IT Pro Resources
Bill Baer on...
In a recent conversation with a colleague I was asked the differences between Windows SharePoint Services 2.0 and 3.0 incremental crawls and the availability of results and thought I would share and explain briefly the differences here:
In Windows SharePoint Services 2.0 when an incremental crawl is run, SharePoint determines whether or not a document has changed and should therefore be included in the incremental crawl results. It does it by performing a hash of the document, if the hash is different between crawls, then so is the document and the document is readily; though, perhaps not immediately available to search results, but are available prior to any complete crawl being run successfully.
For the Windows SharePoint Services 3.0 these rules have changed; the crawler uses the Windows SharePoint Services change log to inform itself of changes made to a site collection.

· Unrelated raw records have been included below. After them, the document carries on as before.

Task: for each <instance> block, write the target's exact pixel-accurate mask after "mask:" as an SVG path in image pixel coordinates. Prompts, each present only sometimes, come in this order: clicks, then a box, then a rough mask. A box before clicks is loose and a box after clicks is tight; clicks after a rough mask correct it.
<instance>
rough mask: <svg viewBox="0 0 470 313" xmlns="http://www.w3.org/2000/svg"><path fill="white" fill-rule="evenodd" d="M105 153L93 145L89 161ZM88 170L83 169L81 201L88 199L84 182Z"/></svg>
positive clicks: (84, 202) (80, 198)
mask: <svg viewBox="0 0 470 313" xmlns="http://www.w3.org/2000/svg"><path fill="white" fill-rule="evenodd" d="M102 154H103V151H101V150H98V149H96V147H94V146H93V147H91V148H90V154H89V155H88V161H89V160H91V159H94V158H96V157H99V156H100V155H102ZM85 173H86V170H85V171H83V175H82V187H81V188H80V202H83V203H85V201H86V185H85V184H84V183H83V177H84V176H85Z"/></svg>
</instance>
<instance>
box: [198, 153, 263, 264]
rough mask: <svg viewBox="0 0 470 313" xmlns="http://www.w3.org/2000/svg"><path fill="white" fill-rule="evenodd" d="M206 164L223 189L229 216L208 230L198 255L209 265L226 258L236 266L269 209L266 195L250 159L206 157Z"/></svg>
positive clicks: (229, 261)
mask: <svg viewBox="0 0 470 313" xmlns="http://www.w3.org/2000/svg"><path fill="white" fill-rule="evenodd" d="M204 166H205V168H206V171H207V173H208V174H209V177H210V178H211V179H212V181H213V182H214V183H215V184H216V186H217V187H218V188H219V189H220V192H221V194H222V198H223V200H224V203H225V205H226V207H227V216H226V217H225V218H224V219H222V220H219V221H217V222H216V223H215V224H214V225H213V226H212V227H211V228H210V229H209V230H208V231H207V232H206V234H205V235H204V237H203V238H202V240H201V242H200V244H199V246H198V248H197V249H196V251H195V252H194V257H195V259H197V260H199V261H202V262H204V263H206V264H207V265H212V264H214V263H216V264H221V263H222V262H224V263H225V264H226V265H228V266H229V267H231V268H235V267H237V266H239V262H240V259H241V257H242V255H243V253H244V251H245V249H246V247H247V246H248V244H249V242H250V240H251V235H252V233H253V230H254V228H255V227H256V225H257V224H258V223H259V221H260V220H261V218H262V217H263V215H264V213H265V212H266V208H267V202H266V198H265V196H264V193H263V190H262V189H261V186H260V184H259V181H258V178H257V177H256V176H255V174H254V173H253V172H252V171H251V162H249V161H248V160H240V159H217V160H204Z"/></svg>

This change log informs the crawler whether items have been added, modified, or deleted and the crawler managed the change according to those variables and will always append to the existing index on the indexer and makes the results immediately available.
In retrospect, the item is not available in search results until it is crawled and propagated (seconds) in Microsoft Office SharePoint Server 2007. It does not wait for the crawl to complete, but happens on an ongoing basis. The key to achieving the most current results propagation are frequent incremental crawls.
What about filesystem indexes? Are they still the same?
A key difference between the file system indexes is that the property store is longer stored on the Index File System as the sps.edb), all the gatherer structures, and the anchor text (all links between the documents) are stored in the search database.